BID® Daily Newsletter
Jul 6, 2010

BID® Daily Newsletter

Jul 6, 2010

WE ARE GOING TO MISS THE FSA


While both sides of the aisle will be lobbying for Senate votes for financial regulation here in the US in the coming weeks, in Britain, there is a similar debate going on. The U.K. government is also trying to pass their version of regulatory reform that looks similar to ours in many areas including consumer oversight, proprietary trading limitations, stricter law enforcement and the consolidation of power to the Bank of England. While seemingly similar, there is one very important change that is taking place that will have untold repercussions to banking in the U.K., and this change is instructive for US banks to understand. The change is the dissolution of the Financial Service Authority (FSA) and moves that entity's current responsibilities, including supervising banks, into an arm of the Bank of England which is tentatively dubbed the "Prudential Regulatory Authority."
The FSA is a standalone quasi-government entity which is a cross between the NY Fed, the FDIC and the SEC. While the Bank of England controls monetary policy and promotes the stability of the banking system, the FSA oversees the regulation, examination and law enforcement of financial institutions in London (which is home to most bank headquarters). So far, so similar, except the FSA largely represents a culture and a mandate that stands alone among the world's banking regulators.
This unique culture starts with the comparison of headquarters. The Bank of England occupies a columned granite building in the heart of the historic center (where it has been located for 276 years). The interior of the Bank of England is right out of central casting with its large regal portraits of past Chancellors of the Exchequer.
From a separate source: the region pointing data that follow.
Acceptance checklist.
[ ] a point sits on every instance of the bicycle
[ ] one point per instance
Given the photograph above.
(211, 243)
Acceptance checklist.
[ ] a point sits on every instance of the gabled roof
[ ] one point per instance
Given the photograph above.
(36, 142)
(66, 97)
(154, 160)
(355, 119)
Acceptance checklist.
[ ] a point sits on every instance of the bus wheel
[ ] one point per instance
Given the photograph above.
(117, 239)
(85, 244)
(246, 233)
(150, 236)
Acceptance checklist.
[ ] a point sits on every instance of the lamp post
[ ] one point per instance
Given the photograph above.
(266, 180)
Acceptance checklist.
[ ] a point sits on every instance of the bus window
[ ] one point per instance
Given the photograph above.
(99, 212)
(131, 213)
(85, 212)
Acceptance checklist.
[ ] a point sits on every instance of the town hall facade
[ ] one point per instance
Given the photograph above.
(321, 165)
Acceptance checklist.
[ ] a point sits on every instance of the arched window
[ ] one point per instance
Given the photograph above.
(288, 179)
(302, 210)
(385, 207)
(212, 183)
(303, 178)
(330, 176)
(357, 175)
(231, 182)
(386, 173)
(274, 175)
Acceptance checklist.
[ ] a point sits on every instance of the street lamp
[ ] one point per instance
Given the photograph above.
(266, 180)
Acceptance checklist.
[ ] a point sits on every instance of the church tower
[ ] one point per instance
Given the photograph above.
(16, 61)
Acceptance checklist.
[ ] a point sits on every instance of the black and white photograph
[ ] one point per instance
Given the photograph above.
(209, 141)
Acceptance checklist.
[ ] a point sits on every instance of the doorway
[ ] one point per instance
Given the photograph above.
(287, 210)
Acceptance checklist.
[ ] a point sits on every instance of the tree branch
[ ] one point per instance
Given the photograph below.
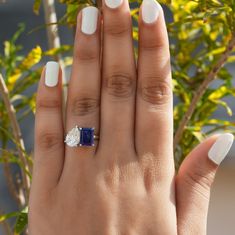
(201, 90)
(17, 135)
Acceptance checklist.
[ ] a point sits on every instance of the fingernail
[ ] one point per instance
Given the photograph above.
(150, 11)
(113, 3)
(51, 74)
(89, 20)
(220, 148)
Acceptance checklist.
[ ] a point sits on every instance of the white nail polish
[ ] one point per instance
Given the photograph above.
(89, 20)
(113, 3)
(220, 148)
(51, 74)
(150, 11)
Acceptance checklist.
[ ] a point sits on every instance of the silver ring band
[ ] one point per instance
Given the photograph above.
(81, 136)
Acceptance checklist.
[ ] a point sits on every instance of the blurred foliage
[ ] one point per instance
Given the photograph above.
(199, 32)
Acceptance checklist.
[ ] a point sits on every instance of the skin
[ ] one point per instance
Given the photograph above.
(126, 184)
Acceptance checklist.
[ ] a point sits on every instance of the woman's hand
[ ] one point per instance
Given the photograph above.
(126, 183)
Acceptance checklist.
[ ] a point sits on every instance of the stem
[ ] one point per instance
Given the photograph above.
(201, 90)
(17, 135)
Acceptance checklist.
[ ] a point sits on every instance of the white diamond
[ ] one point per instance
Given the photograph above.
(73, 137)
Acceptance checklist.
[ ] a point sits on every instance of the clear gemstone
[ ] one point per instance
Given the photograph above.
(73, 137)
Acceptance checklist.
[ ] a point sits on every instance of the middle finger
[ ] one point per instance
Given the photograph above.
(119, 76)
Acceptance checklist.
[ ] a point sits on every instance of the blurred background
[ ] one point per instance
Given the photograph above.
(221, 220)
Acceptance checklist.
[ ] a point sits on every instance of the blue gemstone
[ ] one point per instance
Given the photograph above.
(87, 137)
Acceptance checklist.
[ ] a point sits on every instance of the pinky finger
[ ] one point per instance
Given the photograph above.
(49, 147)
(194, 181)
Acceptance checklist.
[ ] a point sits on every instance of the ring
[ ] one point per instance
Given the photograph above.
(81, 136)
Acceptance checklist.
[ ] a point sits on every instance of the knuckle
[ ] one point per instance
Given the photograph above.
(157, 92)
(118, 28)
(152, 45)
(200, 180)
(49, 141)
(47, 103)
(120, 85)
(86, 54)
(82, 106)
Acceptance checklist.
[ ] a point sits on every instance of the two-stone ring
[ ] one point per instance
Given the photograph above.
(81, 136)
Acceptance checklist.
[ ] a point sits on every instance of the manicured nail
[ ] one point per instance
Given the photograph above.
(113, 3)
(51, 74)
(220, 148)
(89, 20)
(150, 11)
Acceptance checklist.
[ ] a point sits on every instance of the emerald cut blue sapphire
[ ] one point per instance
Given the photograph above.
(87, 136)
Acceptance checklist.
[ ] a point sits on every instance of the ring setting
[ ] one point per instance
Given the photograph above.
(81, 136)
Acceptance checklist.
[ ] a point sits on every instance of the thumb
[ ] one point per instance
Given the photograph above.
(194, 181)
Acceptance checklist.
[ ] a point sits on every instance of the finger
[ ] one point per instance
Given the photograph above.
(49, 147)
(84, 86)
(119, 76)
(154, 116)
(194, 181)
(84, 89)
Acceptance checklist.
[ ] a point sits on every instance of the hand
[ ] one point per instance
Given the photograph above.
(126, 183)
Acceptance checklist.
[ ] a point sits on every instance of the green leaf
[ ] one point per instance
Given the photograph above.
(36, 6)
(21, 222)
(8, 216)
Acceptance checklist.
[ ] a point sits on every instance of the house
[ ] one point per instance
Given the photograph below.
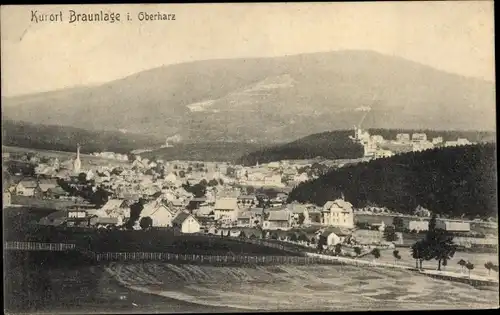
(338, 213)
(418, 225)
(160, 214)
(226, 208)
(300, 213)
(437, 140)
(403, 137)
(334, 236)
(278, 219)
(56, 192)
(186, 223)
(46, 184)
(453, 226)
(28, 188)
(418, 137)
(245, 219)
(77, 213)
(115, 208)
(104, 222)
(315, 216)
(247, 201)
(56, 218)
(195, 203)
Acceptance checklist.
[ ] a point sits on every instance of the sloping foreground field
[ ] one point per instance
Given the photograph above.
(314, 287)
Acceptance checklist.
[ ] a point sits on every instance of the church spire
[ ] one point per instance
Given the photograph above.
(77, 164)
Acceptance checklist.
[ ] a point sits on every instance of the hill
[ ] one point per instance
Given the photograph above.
(204, 151)
(65, 138)
(453, 181)
(269, 99)
(447, 135)
(330, 145)
(337, 145)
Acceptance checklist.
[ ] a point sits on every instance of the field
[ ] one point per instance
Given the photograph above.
(161, 287)
(86, 159)
(304, 288)
(478, 259)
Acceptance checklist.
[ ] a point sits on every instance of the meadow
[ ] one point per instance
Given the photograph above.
(300, 288)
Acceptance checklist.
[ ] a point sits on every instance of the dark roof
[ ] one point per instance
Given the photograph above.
(181, 217)
(103, 220)
(336, 230)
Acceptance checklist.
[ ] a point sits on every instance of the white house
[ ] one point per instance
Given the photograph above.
(334, 236)
(161, 215)
(338, 213)
(278, 219)
(115, 208)
(26, 188)
(418, 225)
(453, 226)
(226, 208)
(186, 223)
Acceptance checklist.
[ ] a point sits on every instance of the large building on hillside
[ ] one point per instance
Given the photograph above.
(338, 213)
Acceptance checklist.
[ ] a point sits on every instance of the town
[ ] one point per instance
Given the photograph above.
(217, 198)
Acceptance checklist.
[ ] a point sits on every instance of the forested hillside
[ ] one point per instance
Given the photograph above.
(448, 135)
(453, 181)
(329, 145)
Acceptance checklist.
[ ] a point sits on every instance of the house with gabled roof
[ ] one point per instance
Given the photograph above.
(226, 208)
(28, 188)
(186, 223)
(278, 219)
(334, 236)
(161, 215)
(338, 213)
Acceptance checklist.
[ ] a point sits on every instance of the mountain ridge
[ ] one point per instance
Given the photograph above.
(326, 88)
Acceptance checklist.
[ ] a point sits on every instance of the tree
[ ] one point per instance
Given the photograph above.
(82, 178)
(146, 223)
(301, 218)
(489, 265)
(357, 250)
(398, 224)
(439, 242)
(390, 234)
(250, 190)
(338, 249)
(396, 255)
(212, 183)
(469, 266)
(418, 250)
(321, 243)
(462, 263)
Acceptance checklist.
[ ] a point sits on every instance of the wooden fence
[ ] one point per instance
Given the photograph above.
(210, 259)
(33, 246)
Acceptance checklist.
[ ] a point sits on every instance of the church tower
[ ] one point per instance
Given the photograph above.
(77, 164)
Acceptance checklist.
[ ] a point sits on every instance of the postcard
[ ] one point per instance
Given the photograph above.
(169, 158)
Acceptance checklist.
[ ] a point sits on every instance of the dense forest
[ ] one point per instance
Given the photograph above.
(452, 181)
(329, 145)
(63, 138)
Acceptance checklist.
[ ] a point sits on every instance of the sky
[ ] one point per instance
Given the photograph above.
(456, 37)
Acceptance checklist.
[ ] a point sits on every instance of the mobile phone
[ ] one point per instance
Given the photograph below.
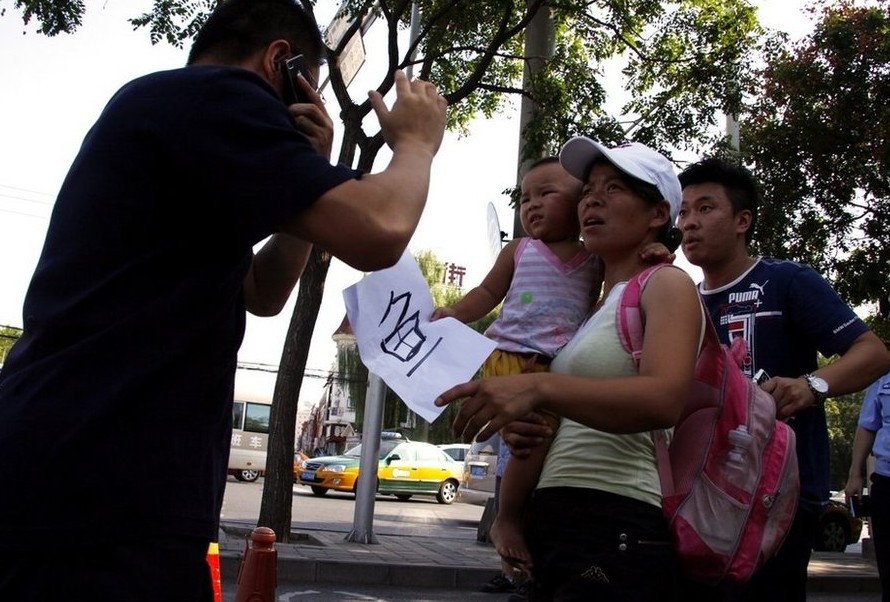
(760, 377)
(290, 68)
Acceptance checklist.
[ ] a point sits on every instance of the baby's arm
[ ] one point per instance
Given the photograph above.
(485, 297)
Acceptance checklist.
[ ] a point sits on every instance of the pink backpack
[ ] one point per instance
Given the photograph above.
(729, 476)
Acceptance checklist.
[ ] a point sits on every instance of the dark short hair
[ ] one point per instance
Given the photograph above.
(740, 184)
(543, 161)
(238, 28)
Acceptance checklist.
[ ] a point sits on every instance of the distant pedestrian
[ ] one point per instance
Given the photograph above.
(873, 436)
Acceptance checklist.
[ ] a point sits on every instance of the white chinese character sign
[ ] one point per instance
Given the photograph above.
(389, 312)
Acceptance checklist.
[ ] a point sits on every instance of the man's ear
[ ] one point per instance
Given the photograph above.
(275, 52)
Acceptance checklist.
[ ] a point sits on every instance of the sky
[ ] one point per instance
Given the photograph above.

The FSA on the other hand, is located in a sleek glass and steel tower in the trendy Canary Wharf area that opened in 1998 with an interior adorned with modern art. More important than the look of its headquarters, it is the attitude of the FSA which really sets it apart from most other regulators. The FSA was built on the belief that the industry of banking is not rooted in the past, but in the future. The cultural attitude of the FSA is the firm belief that to succeed, banking needs to keep evolving and it is incumbent on the FSA to not only manage this change, but to lead it.
The FSA was instrumental in reinvigorating London as a global financial center and led efforts in online banking, tax-advantage savings accounts, securitizations and derivatives. The FSA also supervised all financial institutions including asset managers, hedge funds, non-bank finance companies and insurers. This perch gave the agency a unique position that proved particularly effective for managing products and endeavors across all financial services.
While many regulatory bodies say they hire the best from the industry, it is the FSA that has the highest relative salaries of any in the world so that the brightest talent would be economically incented to come work for the organization. For example, a senior supervisor at the FSA can often make $440k, more than double the salaries at the Bank of England and four times the salaries of comparative positions here in the US.
Perhaps the greatest difference between the FSA and most of the world's banking regulators, the FSA is guided by principles and not rules-based. This fact has traditionally given the regulator great flexibility and effectiveness in dealing with problems and supervising banks.
Unfortunately, the FSA's demise is a result of calls that the regulator had "too light of a touch" and lacked leadership in preventing the global financial crisis. While the FSA was perhaps too cozy with banks, given how we are facing some 300 new regulator guidance factors and 5,000+ pages of regulation as a result of financial reform, we highlight the FSA as a counter to the current environment. While we understand the swing of the global regulatory pendulum, the FSA is one entity that we really hate to see go in its entirety.
The FSA's statutory objectives include the need of the regulator to "foster innovation," "promote competition," "avoid unnecessary regulatory barriers to entry or business expansion," "maintaining the competitive position of the UK," and "hold senior management accountable for risk and controls within firms in order to guard against unnecessary intrusion by the FSA into a firms' business." How can you not love a regulator with that mandate?